Nestora Salgado, a Mexican American woman who returned home to the violent state of Guerrero to run an ad hoc community police force and whose clashes with local authorities landed her in prison, may soon be freed.
Something of a cause celebre in parts of Mexico and the U.S., Salgado has languished in a Mexican federal prison for a year and a half after her arrest on charges of kidnapping. The accusations, she and her supporters say, stemmed from the community police force's arrest of six people tied to a violent drug cartel in their hometown of Olinala, high in the Guerrero mountains.
Yet even as Salgado's liberation appeared nigh, a campaign opposing her release has gained steam, painting a much darker picture of the jailed community leader's activities.
Was she, as has been widely reported, a courageous and charismatic activist who used her U.S.-honed skills and sense of justice to challenge the corrupt politicians and brutal police, in cahoots with drug traffickers, who were terrorizing her hometown?

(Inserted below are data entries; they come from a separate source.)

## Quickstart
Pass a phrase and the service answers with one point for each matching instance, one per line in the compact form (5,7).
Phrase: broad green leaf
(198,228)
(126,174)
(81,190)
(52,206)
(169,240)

Or, was she, as a group of activists claims, one more Guerrero thug, a ruthless abductor of dozens of people from whom she extorted ransom money?
Rogelio Ortega, the recently appointed governor of Guerrero, appears to side with the first version. Last week, he instructed judicial officials to drop the case against Salgado.
The people of Guerrero demand "the immediate freedom of political prisoners and prisoners of conscience," Ortega said in announcing his decision in the Salgado matter.
He placed his decision in the context of forming a "citizens' government" that he said would seek peace, harmony and the preservation of human rights in one of Mexico's most conflict-ridden and impoverished states.
Ortega in October succeeded Gov. Angel Aguirre, who was forced to resign after the kidnapping and apparent massacre of 43 college students on Sept. 26. Aguirre had been one of the movers behind the arrest of Salgado.
Now in her early 40s, Salgado spent 20 years in the United States, mostly in the Seattle area, where she worked, built a life and raised three children after leaving Guerrero. She holds dual U.S.-Mexican citizenship.
After returning to Olinala to stay a few years ago, Salgado helped lead a town rebellion against criminals who were killing taxi drivers, dealing drugs and extorting protection money from local businesses, her supporters say. Soon she formed and took charge of a vigilante squad, which her supporters say was allowed under a special law for Guerrero that permits indigenous community policing.
Salgado ran afoul of powerful local politicians, however, when she arrested three teenage girls accused of peddling drugs and then a well-connected City Hall official and two buddies she accused of stealing a cow. All were sent to an ad hoc detention center in another city.
It is those people, along with several others who also ended up at the detention center, who are now claiming that Salgado kidnapped them, said Isabel Miranda de Wallace, head of an organization called Halt Kidnapping.
"We do not know if Mrs. Salgado is innocent," Miranda said during a news conference this week, "but what we do know is that there are victims who are asking for justice."
She said the Guerrero governor is overstepping his authority by seeking Salgado's release and that the case must be allowed to run its course in Mexico's haphazard judicial system.
"What Guerrero needs are the [proper] legal channels and for a judge to be the one who determines whether Mrs. Salgado is innocent or guilty," Miranda added.
Samuel Gonzalez, an attorney and former federal prosecutor who works with the anti-kidnapping group, said the Salgado affair shows the lack of rule of law in Guerrero, and that freeing her without adjudicating the case would only further that vacuum.
"At the very minimum," Gonzalez said in an interview, "you have to approach and negotiate with the victims."
"There are no 'victims!'" responded Salgado's husband, Jose Luis Avila, speaking in a telephone interview from his home in a suburb outside Seattle. The "victims" were people who had broken laws and were under arrest, Avila said.
"Her actions touched powerful people, and they are who is behind this, people who don't want her to get out," Avila said. "She would tell things like they are. She was always the pebble in their shoe."
A human rights network of mostly female activists on Wednesday denounced what it said was a telephoned threat to Salgado's daughter, Saira. "Pray to God that your mother stays where she is, or you and your little angels will pay the consequences," the voice said, according to the organization.
Leonel Rivero, Salgado's lawyer, who took the case three weeks ago, said he has found six additional pending charges involving kidnapping and robbery that were never included in the original investigation and can be revived now as a way to keep Salgado in prison.
"The case is much more complicated than what had been thought," he said in a telephone interview from Tlapa, a city in Guerrero.
A hearing for Salgado and several of the people who say they were kidnapped has been scheduled for later this month at the federal prison in the western state of Nayarit where Salgado is being held, Rivero said.
Even some of Salgado's supporters acknowledged she probably went too far in dispatching detainees off to another city and to a center run by fellow vigilantes, where some spent several months until the army rescued them.
Under the community policing rules, the ad hoc defense squads are supposed to hand suspects over to mainstream police or other authorities. Salgado's squad members say, however, that each time they did that, the local authorities would immediately free the suspect.